1つ目は、樹脂の用途から選定することです。
導電グレードはパレット・作業台・治具など常時帯電させたくない箇所に使用する場合に最適です。一方で、帯電防止グレードはパレット、治具などをはじめ、間仕切り・覗き窓・カバーなど異物(埃など)吸着を防ぎたい箇所に使用する場合に最適です。(帯電圧の管理が必要ない環境)
このように、樹脂の用途から導電グレード・帯電防止グレードのどちらが最適であるか考えることで、最適なグレードを選択することができます。
2つ目は、電気抵抗値をしっかり確認することです。
前述の通り、導電グレード・帯電防止グレードの基準はメーカーによって様々であり、明確な線引きはありません。そのため、電気抵抗値をしっかり確認せずに、導電グレードや帯電防止グレードを選択すると、期待通りの結果を得ることができないケースが稀に発生します。例えば「常時帯電させたくない箇所に使用するため、導電グレードを選択したが、想定よりも帯電してしまう」というような事態も発生する可能性があります。

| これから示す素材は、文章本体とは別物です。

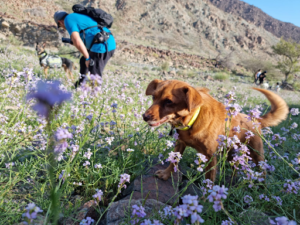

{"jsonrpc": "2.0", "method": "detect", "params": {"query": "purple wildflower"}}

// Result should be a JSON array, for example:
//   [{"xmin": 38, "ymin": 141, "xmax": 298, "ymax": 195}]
[
  {"xmin": 194, "ymin": 153, "xmax": 208, "ymax": 172},
  {"xmin": 244, "ymin": 195, "xmax": 253, "ymax": 205},
  {"xmin": 27, "ymin": 81, "xmax": 72, "ymax": 118},
  {"xmin": 221, "ymin": 218, "xmax": 234, "ymax": 225},
  {"xmin": 166, "ymin": 152, "xmax": 182, "ymax": 172},
  {"xmin": 207, "ymin": 185, "xmax": 228, "ymax": 212},
  {"xmin": 290, "ymin": 108, "xmax": 299, "ymax": 116},
  {"xmin": 270, "ymin": 216, "xmax": 297, "ymax": 225},
  {"xmin": 232, "ymin": 126, "xmax": 241, "ymax": 134},
  {"xmin": 258, "ymin": 194, "xmax": 270, "ymax": 202},
  {"xmin": 226, "ymin": 103, "xmax": 242, "ymax": 117},
  {"xmin": 118, "ymin": 173, "xmax": 130, "ymax": 192},
  {"xmin": 79, "ymin": 216, "xmax": 95, "ymax": 225},
  {"xmin": 174, "ymin": 195, "xmax": 204, "ymax": 224},
  {"xmin": 22, "ymin": 203, "xmax": 43, "ymax": 224},
  {"xmin": 93, "ymin": 189, "xmax": 103, "ymax": 204}
]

そのため、導電グレード・帯電防止グレードを選定する際は、電気抵抗値の数値をしっかり確認することで、選定のミスを防ぐことができます。
3.最後に
通常の樹脂切削加工と比較すると、今回ご紹介した導電グレード・帯電防止グレードの加工は非常に難しいです。その理由は、導電グレード・帯電防止グレードを削ると、カーボンの繊維方向に素材が引っ張られ、反ったりねじれたりしてしまい思ったような精度や形状を出すことが非常に難しいからです。そのため、導電グレード・帯電防止グレードの加工を行う際は、厚い材料から反りを取りながら削る等の特殊な手法で加工する必要があります。